Red Cross ‘suffering’ sanctions and emergency aid freeze crisis in Afghanistan

A Red Cross director has said he is “outraged” that sanctions and a freeze on aid cut off basic services in Afghanistan amid reports that many are worried about how they will “make ends meet in the coming months” . “

According to humanitarian organizations, the UN and unilateral sanctions against the Taliban, which has been in power since August, are giving rise to hesitation among donors, despite attempts to grant licenses to facilitate aid distribution.

In September, the United States issued two general licenses, one of which allows the government, NGOs and certain international organizations to enter into transactions with the Taliban or Haqqani network – both under sanctions – necessary to provide humanitarian aid.

Dominik Stillhart, chief operating officer of the International Committee of the Red Cross, said they began paying salaries and distributing supplies to 18 Afghan medical facilities this week to save them from potential collapse.

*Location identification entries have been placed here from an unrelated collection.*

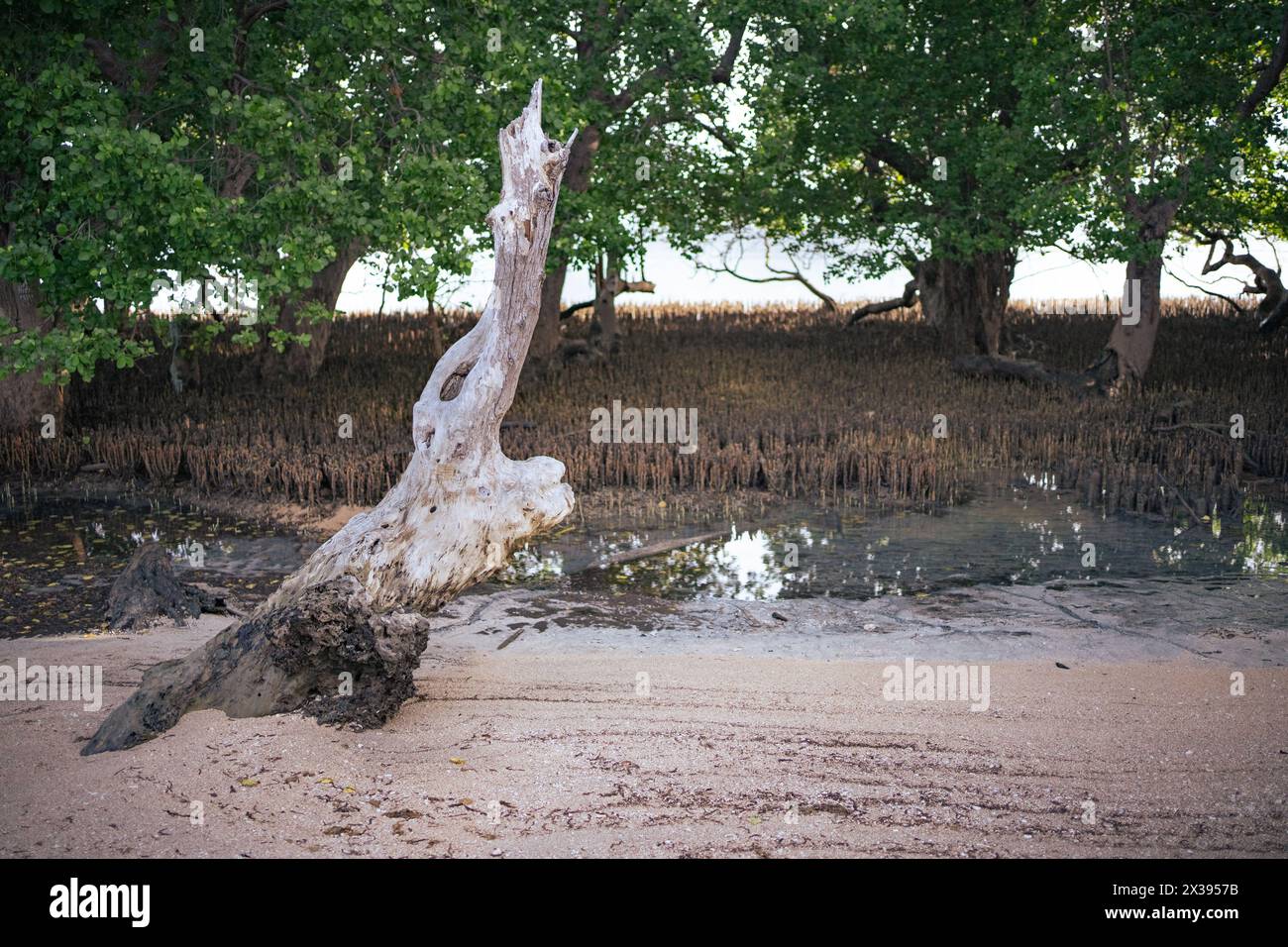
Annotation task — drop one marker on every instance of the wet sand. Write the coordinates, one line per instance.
(755, 736)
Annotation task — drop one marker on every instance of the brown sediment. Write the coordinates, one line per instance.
(554, 750)
(790, 403)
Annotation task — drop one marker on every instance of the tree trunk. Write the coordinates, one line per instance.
(1122, 364)
(331, 639)
(546, 338)
(608, 283)
(966, 298)
(24, 399)
(304, 361)
(546, 341)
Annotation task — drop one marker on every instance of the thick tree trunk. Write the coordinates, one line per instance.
(546, 341)
(331, 639)
(24, 399)
(1122, 364)
(546, 338)
(966, 299)
(304, 361)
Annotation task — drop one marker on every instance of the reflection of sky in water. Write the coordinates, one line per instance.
(1006, 535)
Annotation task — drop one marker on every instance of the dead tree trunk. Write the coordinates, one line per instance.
(331, 641)
(548, 341)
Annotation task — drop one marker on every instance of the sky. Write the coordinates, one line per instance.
(1051, 274)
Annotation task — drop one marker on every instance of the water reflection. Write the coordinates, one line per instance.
(1022, 534)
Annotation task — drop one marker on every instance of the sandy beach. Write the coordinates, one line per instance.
(576, 724)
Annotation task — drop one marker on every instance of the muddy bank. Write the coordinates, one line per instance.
(754, 736)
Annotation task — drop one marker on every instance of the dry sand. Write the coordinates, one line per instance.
(759, 736)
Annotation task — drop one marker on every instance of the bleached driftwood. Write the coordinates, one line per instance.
(334, 639)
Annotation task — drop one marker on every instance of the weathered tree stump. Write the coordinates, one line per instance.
(335, 639)
(147, 590)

After a six-day field visit to hospitals, he said Monday from Kabul: “I am angry. As winter sets in, policies designed to avoid supporting those in power are now instead freezing millions of Afghans from the very basic needs they have. need to survive. “

He added that salaries at state-owned hospitals have been left unpaid for several months, which has allowed nurses to walk for two hours to work as they cannot afford transportation.

“Every single person I spoke to, whether it’s hospital staff, patients, people on the street – they’re seriously worried about how they can make ends meet in the coming months,” he said after a visit to a pediatric ward in Kandahar Province.

It has become the norm at this hospital that up to three children are crammed together in the same bed, he added. This comes as cases of severe malnutrition, pneumonia and dehydration in the plant have doubled since August and September.

Sir. Stillhart urges those in power to devise “creative solutions,” such as a trust fund, to encourage aid to flow more easily into the country.

He said: “Pulling the plug, turning off the generator and throwing the key away in my opinion is a recipe for disaster.”